When you make an investment, the way you make money is to pay the lowest price compared to its value, so the closer you pay to the true value the less of a return you'll be getting all else being equal. Let's take a look at this from Teck's point of view (i.e. the buyer). Perhaps there's little doubt in saying that SC is a solid asset, otherwise most of us wouldn't be here let alone STILL be here years later. The juniors in general are hit very hard and many are near their 52week lows, both good and bad stocks. Insiders hold a large portion which makes it very difficult, if not almost impossible to get a share premium or take advantage of these lows. However, other companies may be able to be taken over at these low levels - and therefore the buyer/investor is getting in at firesale prices.
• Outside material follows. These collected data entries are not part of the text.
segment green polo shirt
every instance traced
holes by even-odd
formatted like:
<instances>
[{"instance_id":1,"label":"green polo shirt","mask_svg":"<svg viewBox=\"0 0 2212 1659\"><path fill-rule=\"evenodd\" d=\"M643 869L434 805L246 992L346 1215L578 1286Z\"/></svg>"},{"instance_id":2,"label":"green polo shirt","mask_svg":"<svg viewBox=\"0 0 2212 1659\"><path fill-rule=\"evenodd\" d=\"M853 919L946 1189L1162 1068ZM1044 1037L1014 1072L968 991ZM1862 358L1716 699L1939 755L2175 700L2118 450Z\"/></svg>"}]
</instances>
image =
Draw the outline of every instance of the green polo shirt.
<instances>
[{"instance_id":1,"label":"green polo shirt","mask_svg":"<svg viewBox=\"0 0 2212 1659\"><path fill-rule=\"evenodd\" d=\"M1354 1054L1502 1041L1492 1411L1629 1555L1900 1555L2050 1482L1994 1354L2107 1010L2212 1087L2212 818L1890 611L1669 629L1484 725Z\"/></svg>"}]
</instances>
That leaves more room for return for them. Perhaps because we want something closer to full value, it's actually a less attractive investment for them.
You have two investments you could make. Both are generally the same level of risk. One asset is worth 2B and the other is worth less, say 1.5B. You'd likely want to be part of the first one, but if you have to pay say 1.5B to get in on the first one (Closer to fair value but leaving them some upside/wiggle room) and the other one you can get in at 0.5B...it's tough to say that the first investment is better or more likely to be bought. Perhaps we're in this sort of a situation. Where because of us having the ability to ask for more, we won't get more because our buyers other opportunities can actually be bought at a discount where as ours can't. If we were doing this in 2011, where other companies were at their highs - we wouldn't have this problem, but it's very well possible that we do have this problem now. I know there's plenty of companies I'd want out there at these prices and are likely takeover candidates - not because they're strong companies, but because they have strong assets with weak cash and can be taken over with simple premiums.
Add into the fact that it's difficult to even put a value on CUU and we can see why we might not be bought out. Backed in for sure, but to get an actual sale or liquidity event? Why buy something at full price when there are others at major discounts?
Obligatory: Not a basher, just throwing out an idea. A sale isn't as sure fire as we make it out to be given opportunity cost. Opinions?